The invention belongs to the field of computer vision technology and relates to a deep learning method for fully automatic natural image matting.
How to seamlessly combine a foreground object with another image to create a new image, the most critical technology is image matting. With the development of society and the continuous progress of technology, the number of images around us is exponential growth has also been accompanied by numerous image processing technologies. From the initial image classification to target detection, to image segmentation, etc., behind them all hide the needs of people to liberate their hands and reduce labor, and these needs are solved through different image processing technologies to facilitate our lives.
Image matting is a more important task in computer vision. It is based on image segmentation, but it extends the image segmentation deeply. Image segmentation aims to segment different regions or regions of interest in the image. It is essentially a non-zero or one binary classification problem. It does not require too much detail on the edge of the segment, while the image matting not only divides the foreground area, it also requires a higher degree of fineness of the segmented objects, such as human hair, animal feather, dense meshes and translucent objects, etc. This high-precision segmentation result is of great significance for image synthesis. It can be used in applications such as daily portrait change backgrounds, as well as in the field of virtual background production in the movie industry and fine parts production in the industrial world.

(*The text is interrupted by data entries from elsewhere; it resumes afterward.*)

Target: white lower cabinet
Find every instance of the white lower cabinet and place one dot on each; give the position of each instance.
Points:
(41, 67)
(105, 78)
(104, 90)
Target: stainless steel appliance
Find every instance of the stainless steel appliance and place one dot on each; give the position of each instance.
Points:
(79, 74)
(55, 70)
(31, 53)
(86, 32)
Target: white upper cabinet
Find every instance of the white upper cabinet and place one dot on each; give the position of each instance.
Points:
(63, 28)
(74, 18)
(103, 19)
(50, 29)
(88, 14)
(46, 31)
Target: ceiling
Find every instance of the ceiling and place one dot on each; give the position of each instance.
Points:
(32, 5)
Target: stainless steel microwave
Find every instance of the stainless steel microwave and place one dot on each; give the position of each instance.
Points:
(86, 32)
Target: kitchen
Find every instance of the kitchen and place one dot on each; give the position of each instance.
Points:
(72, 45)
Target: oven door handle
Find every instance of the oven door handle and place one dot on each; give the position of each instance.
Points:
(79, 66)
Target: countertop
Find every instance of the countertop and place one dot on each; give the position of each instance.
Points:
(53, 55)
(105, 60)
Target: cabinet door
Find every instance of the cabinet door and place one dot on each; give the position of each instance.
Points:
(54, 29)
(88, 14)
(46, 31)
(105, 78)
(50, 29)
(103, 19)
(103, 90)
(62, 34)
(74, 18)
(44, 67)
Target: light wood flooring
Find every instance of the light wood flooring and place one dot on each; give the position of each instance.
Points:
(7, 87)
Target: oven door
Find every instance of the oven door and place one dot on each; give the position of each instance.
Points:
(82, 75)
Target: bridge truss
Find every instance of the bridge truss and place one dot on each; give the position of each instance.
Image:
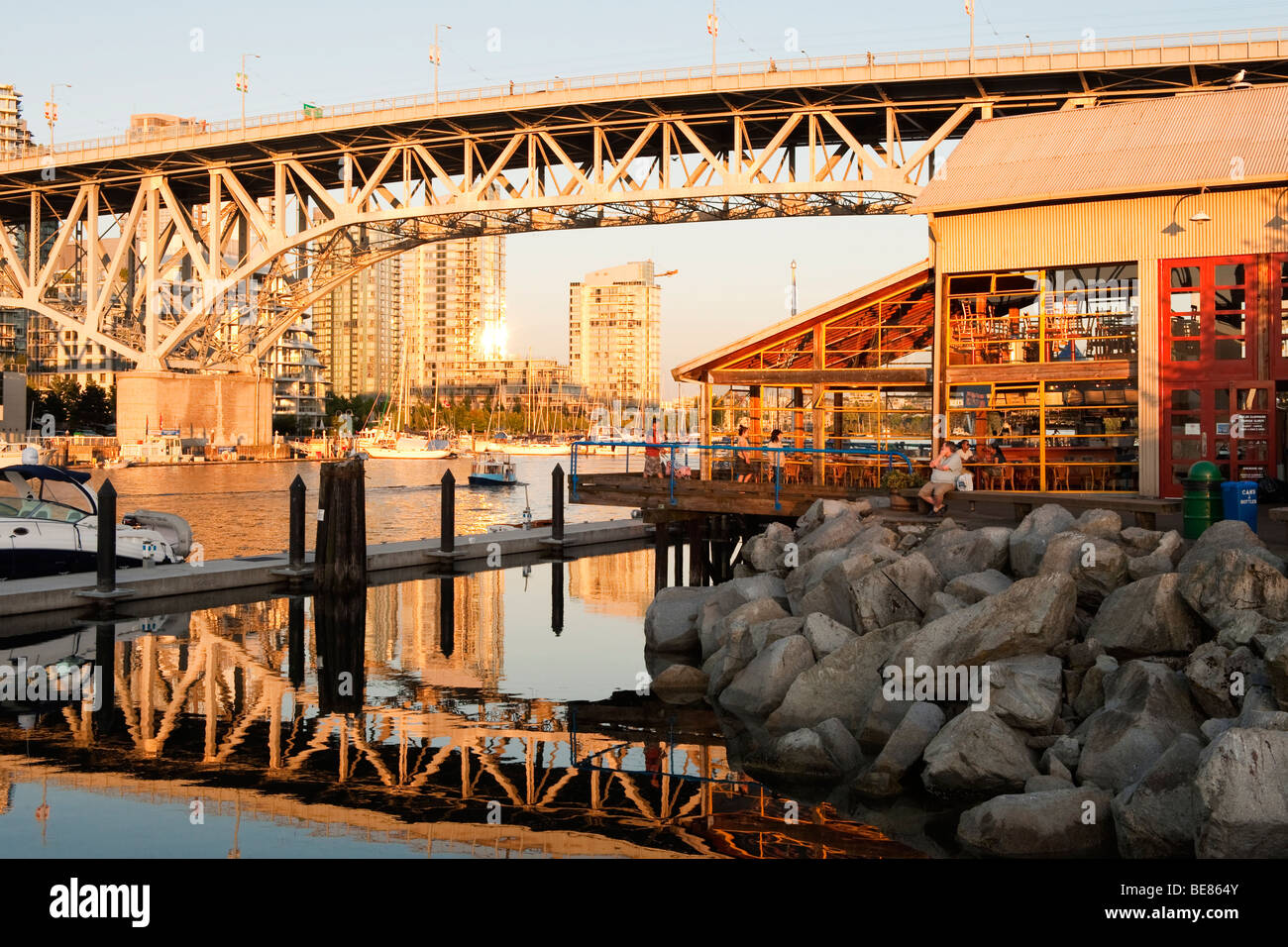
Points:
(200, 253)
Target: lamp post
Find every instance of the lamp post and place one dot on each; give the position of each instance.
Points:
(52, 111)
(244, 84)
(436, 55)
(713, 29)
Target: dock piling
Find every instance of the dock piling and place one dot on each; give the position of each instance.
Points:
(557, 502)
(106, 538)
(447, 522)
(340, 562)
(296, 552)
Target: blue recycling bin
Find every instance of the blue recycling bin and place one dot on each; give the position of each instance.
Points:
(1239, 501)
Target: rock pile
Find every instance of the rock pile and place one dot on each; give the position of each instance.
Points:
(1072, 685)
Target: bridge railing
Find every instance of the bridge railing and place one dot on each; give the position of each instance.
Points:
(684, 449)
(197, 132)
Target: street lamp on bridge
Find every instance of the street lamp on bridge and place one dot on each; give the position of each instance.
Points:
(244, 84)
(52, 111)
(436, 55)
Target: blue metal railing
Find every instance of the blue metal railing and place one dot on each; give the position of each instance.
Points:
(686, 446)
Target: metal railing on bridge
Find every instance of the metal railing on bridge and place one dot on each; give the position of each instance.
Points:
(684, 447)
(196, 131)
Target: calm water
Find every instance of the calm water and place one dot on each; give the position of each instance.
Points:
(485, 715)
(241, 508)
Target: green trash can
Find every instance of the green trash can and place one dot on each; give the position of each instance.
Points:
(1201, 504)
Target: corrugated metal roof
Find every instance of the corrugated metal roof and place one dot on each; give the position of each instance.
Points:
(1227, 137)
(695, 368)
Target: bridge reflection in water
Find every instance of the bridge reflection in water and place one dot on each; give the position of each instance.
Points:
(397, 719)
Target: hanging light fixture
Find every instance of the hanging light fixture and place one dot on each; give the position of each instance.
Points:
(1201, 217)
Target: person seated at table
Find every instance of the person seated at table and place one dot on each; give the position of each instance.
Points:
(776, 458)
(944, 471)
(742, 458)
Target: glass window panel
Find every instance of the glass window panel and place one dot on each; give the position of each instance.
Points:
(1232, 299)
(1231, 274)
(1231, 350)
(970, 283)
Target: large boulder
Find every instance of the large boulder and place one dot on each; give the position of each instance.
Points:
(903, 750)
(1210, 684)
(1157, 817)
(764, 682)
(1227, 535)
(1243, 806)
(1276, 667)
(1030, 617)
(795, 758)
(1147, 617)
(832, 534)
(1025, 692)
(1104, 523)
(671, 620)
(957, 552)
(894, 592)
(840, 684)
(824, 634)
(1098, 565)
(1146, 707)
(1029, 540)
(831, 594)
(1232, 581)
(973, 586)
(764, 553)
(728, 661)
(1055, 823)
(977, 755)
(822, 510)
(804, 578)
(765, 633)
(712, 637)
(681, 684)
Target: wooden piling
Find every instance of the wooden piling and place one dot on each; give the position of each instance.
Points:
(658, 557)
(678, 552)
(557, 501)
(106, 538)
(447, 517)
(695, 560)
(296, 551)
(340, 561)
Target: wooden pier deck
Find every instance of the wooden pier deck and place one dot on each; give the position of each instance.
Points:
(653, 495)
(218, 581)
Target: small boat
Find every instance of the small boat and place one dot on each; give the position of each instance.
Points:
(492, 470)
(50, 526)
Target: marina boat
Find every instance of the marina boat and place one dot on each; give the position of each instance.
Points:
(50, 526)
(492, 470)
(12, 453)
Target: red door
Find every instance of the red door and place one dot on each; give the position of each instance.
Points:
(1231, 424)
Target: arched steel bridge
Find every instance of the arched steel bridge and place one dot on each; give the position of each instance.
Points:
(235, 230)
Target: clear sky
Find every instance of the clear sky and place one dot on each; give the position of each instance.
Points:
(180, 56)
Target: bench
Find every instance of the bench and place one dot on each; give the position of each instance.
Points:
(1145, 509)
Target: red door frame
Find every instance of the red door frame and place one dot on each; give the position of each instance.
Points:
(1209, 373)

Image matting and image synthesis are essentially reversible processes, and the mathematical model can be expressed by the following formula:
Iz=αFz+(1−α)Bz, α∈[0,1] (1)
Where the z=(x, y) denotes the position of pixel in the image I, F and B refer to the foreground and background values at pixel z, respectively, α represents the degree of opacity of the pixel, and its value is between 0 and 1, which is essentially a regression problem. The formula gives an intuitive explanation for image synthesis, that is, an image is composed of many pixels, and each pixel is composed of different weighted sums of the foreground and background, and α is the weighting factor. When α=1, it means completely opaque, that is, this pixel is only composed of the foreground. When α=0, it means that it is completely transparent, that is, this pixel is only composed of the background. When α∈[0,1], it means that the pixel is a weighted sum of the foreground and background. The area where this pixel is located is also called the unknown area or the transition area.

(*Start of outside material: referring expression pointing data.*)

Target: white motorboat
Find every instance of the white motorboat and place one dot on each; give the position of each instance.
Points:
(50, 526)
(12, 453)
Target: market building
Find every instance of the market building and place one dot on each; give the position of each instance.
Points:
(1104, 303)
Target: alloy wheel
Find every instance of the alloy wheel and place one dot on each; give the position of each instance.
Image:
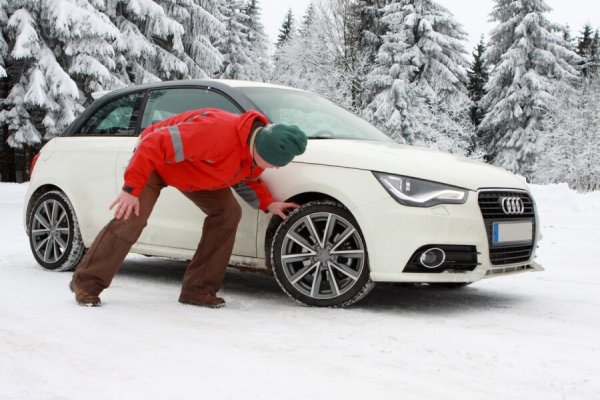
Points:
(50, 231)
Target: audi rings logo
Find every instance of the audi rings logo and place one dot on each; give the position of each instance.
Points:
(512, 205)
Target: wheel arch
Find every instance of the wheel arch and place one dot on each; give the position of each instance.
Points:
(300, 198)
(36, 194)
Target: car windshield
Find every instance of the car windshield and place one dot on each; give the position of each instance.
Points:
(315, 115)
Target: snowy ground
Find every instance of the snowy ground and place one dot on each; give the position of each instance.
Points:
(529, 336)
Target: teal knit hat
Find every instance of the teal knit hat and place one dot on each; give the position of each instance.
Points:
(278, 144)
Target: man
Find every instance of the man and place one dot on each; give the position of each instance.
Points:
(202, 153)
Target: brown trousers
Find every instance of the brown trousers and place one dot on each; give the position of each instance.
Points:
(206, 271)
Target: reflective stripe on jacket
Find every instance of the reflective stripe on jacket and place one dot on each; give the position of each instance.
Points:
(204, 149)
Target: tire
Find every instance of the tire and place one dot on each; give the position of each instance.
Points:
(319, 256)
(54, 235)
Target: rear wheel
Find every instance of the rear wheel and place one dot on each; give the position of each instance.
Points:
(54, 234)
(319, 256)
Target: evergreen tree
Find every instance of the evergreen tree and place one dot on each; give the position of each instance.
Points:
(3, 44)
(529, 62)
(436, 50)
(53, 46)
(235, 44)
(286, 32)
(196, 46)
(588, 50)
(148, 41)
(319, 57)
(416, 89)
(260, 68)
(400, 107)
(478, 76)
(369, 31)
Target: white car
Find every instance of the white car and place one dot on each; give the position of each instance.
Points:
(371, 210)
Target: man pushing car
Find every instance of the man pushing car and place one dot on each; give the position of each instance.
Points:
(203, 153)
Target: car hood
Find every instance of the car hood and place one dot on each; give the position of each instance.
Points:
(410, 161)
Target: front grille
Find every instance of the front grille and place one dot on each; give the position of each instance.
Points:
(491, 210)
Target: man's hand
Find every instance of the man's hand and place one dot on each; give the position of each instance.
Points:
(279, 207)
(124, 204)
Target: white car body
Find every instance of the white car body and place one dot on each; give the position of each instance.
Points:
(89, 171)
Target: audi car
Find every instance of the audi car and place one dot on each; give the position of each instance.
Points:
(371, 210)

Looking back at Formula 1, it can be seen that image matting is an under-constrained problem. For an RGB color image, there are 7 unknowns but only 3 knowns. Therefore, some existing methods solve this ill-posed problem by adding some additional auxiliary information (such as Trimap, Scribble strokes). In these auxiliary information, the alpha value of some regions is usually manually specified. Of course, with the development of science and technology, research on image matting technology and related fields has also continuously made new breakthroughs. There are many types of algorithms in the field of image matting, which can be roughly divided into the following three types.
(1) Sampling-Based Methods
The sampling-based method is mainly to sample the known foreground and background areas to find the candidate colors of the foreground and background of a given pixel, and then use different evaluation indicators to determine the optimal weighted combination of foreground and background pixels. Different sampling methods also have different effects on the weighted combination of pixels, including sampling pairs of pixels along the boundary of the unknown area, sampling based on ray projection, sampling based on color clustering, etc. The evaluation index here is used to make decisions among the sampling candidates. It mainly includes methods such as the reconstruction error of Formula 1, the distance from pixels in the unknown area, and the similarity measurement of foreground/background sampling.
(2) Propagation-Based Methods
In the propagation method, α in formula 1 is allowed to propagate the value of pixels of known α to pixels of unknown α through different propagation algorithms. The most mainstream of the propagation algorithm is to make a local smooth assumption on the foreground/background, and then find the globally optimal alpha matte by solving the linear sparse equations. Other methods include random walk and non-localized propagation.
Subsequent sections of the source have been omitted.